Second épisode, après Edgar Allan Poe, des avatars du genius loci dans les chats noirs de la littérature.
Je viens de terminer le Capitaine Fracasse de Gautier. Et je tombe donc sur l'épisode final durant lequel le héros, Sigognac (de son nom de scène le Capitaine Fracasse), enterre son chat noir, prénommé Béelzébuth, qui est mort d'une indigestion après le festin qui clôt les aventures de Sigognac. Celui-ci a tout pour être heureux: il est de retour dans son foyer, le château de ses ancêtres, avec son aimée, Isabelle, avec laquelle il vient de se marier après avoir vécu bien des aventures et traversé bien des épreuves. La mort de l'un de ses animaux domestiques préférés (il y a aussi son chien Miraut et son cheval Bayart, qui finissent le roman en parfaite santé) semble donc une ombre inexplicable au tableau complètement idyllique de cette scène finale de roman, d'autant plus étrange que le chat meurt d'une mort peu noble: d'avoir trop mangé.
Mais l'enterrement du chat, sous l'églantier du jardin qui a vu les premières preuves d'amour entre Isabelle et Sigognac, permet au héros de trouver un coffre rempli de trésors, vestige oublié de la richesse passée de l'un de ses ancêtres. Le chat se fait donc involontairement le médiateur de la découverte d'une richesse supplémentaire. Ne serait-ce donc que parce qu'il agit en quelque sorte magiquement, par l'intermédiaire de son propre sacrifice, pour accroître la richesse de son maître et rénover la richesse de la famille, ce chat mérite de revêtir la fonction de genius loci attaché à un lieu, le château, et à une lignée prestigieuse, les Sigognac. Mais Gautier enfonce le clou avec ce bel excipit, où Sigognac s'adresse à son épouse Isabelle:
« Décidément, dit le baron, Béelzébuth était le bon génie des Sigognac. En mourant, il me fait riche, et s'en va quand arrive l'ange.

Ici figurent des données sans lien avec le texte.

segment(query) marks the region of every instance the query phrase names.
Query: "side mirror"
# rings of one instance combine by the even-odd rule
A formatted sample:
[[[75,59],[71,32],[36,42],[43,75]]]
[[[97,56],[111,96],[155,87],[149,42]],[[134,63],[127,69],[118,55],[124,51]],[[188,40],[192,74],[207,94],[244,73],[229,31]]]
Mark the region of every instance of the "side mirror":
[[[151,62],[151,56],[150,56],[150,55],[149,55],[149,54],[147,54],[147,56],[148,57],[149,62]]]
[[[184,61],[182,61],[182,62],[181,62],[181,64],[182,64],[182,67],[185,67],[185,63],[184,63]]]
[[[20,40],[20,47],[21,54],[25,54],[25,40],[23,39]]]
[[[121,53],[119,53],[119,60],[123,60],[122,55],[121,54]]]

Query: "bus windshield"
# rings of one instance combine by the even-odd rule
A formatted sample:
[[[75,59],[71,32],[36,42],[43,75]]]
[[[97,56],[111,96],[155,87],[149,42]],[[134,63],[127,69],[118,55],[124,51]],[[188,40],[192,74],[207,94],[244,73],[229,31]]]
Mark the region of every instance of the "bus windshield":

Il n'avait plus rien à faire, puisque vous m'apportez le bonheur. »
Photographie de Tim Ershot d'un mur parisien.
La fonction de génie tutélaire attaché à une famille et un lieu était en quelque sorte annoncée, comme dans la nouvelle de Poe, par son nom mythologico-religieux, Béelzébuth, divinité infernale... Surtout, on constate qu'a lieu une passation de pouvoir entre le génie domestique associé aux forces chtoniennes, le chat Béelzébuth, et « l'ange » Isabelle, associé au contraire à une symbolique du bien, de la lumière, de la vertu, etc. Non que ce chat soit particulièrement vicieux, mais il est associé à une période de la vie de Sigognac que celui-ci voudrait bien enterrer: celle où il se morfondait, triste et sans le sou, dans son château en ruines. L'arrivée d'Isabelle signifie donc l'arrivée d'une nouvelle période dans sa vie: celle d'une vie rénovée, placée sous le signe du bonheur et de l'abondance, dans un château entièrement restauré.
Cette nouvelle vie, sous forme de happy end, commence à la fin du roman de Gautier, et celui-ci ne s'y attarde donc pas outre mesure. Mais il est amusant de constater que l'écrivain, pour symboliser ce passage d'une condition à une autre, a élaboré une scène, à la signification quasi religieuse, d'enterrement d'un génie tutélaire, qui symboliquement laisse place à une nouvelle âme du château ancestral en charge de le rénover: Isabelle. Ceci constituant une nouvelle preuve de la prégnance des motifs mythiques dans la littérature, notamment durant la période romantique, sous des formes qui pourraient passer, au premier abord, pour anecdotiques.